Not to mention the odd baffled person.
 I decided to buy some mielies at one farm stall. Sorry. I mean “Peaches and Cream” corn actually. Did you know that the name refers to the two-tone colour variation? It doesn't have the hint of any peaches let alone cream in the taste. It is actually a hybrid of white and yellow corns, which were grown over forty years ago, and apparently the true peaches and cream variety no longer exists.
Now we have bi-coloured corn that the average consumer labels “peaches and cream” when it actually has names culled from the fertile imagination of a lover of King Arthur and Camelot: Temptation, Ivanhoe, Lancelot, even Sir Galahad. So we are more likely to eat Sir Galahad than any peaches and cream. I am not even going to go there you disgusting lot!
After a while I began to notice that the stalls had changed from fruit to tomatoes. Lots of tomatoes. Of all shapes sizes and varieties. Did you know there are different varieties of tomatoes?
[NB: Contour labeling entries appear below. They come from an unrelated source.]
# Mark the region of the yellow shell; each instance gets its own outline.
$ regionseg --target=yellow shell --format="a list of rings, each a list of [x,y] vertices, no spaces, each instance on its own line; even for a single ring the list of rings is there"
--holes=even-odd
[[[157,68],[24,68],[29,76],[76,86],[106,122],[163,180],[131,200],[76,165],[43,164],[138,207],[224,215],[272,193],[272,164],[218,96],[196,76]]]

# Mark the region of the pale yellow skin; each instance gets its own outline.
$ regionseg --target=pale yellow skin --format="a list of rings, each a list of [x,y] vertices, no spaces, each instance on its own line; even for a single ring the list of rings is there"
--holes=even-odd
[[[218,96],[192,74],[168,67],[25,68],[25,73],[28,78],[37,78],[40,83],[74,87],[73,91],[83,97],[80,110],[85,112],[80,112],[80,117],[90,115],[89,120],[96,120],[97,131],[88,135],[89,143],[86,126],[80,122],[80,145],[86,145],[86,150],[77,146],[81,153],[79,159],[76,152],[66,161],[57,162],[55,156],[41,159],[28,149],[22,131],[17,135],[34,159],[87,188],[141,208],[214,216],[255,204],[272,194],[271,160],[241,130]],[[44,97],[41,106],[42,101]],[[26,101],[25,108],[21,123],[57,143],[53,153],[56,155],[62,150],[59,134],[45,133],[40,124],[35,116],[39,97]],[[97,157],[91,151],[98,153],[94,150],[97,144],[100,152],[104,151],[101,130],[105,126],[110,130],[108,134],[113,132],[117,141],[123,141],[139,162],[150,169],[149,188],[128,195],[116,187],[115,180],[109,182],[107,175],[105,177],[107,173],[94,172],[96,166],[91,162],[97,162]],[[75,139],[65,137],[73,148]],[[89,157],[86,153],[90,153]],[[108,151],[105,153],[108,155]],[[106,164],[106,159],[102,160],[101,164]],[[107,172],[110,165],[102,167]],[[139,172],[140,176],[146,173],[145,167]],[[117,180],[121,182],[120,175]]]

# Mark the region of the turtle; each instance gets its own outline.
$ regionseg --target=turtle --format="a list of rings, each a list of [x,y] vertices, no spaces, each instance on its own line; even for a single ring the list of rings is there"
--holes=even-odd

I only knew three: Field, hothouse and Roma!
Which was when I remembered that Heinz has a huge factory around Pelee Point somewhere.
Leamington as I was soon to discover.
Which is where they have a tomato festival that doesn't appear on any of the tourist brochures. Merely on flyers attached to every signpost and tree within a ten-mile radius of the town. I am intrigued though. Was this the first year of the Festival? Was it spontaneous? Why can't I get any information on this? Even the official website of Leamington merely has an entry stating that from August 20th to the 22nd there is a tomato festival. Maybe all the mullet wearing, Trans Am driving good-ole-country boys blocking the streets with their antics was the reason but we may never know. It did however bring a nostalgic memory of  Boksburg Boykies to mind!
At this stage I decide to toddle off to Pelee Point.  If for no other reason than to say I had been to the Southern most point of contiguous Canada. (Nice word that….Contiguous… means part of the mainland because there is some question as to whether Pelee Island can lay claim to that title rather. If I had caught the ferry to the island I would probably claim it was. I didn't and so Pelee Point is instead. OK? )
Point Pelee is actually a 10-kilometre sandspit with its southern point equal in latitude to the northern border of California. This is something that not many people are aware of. Tell that to Canadians even and they look at you as if you have heatstroke. Which given that you are as low down as California may indeed be the case. In summer anyway.
So there I was on Canada's southernmost tip.
Way away from where I was supposed to be.  With night approaching and many miles to go and a big smile on my face.
I was living up to my reputation again.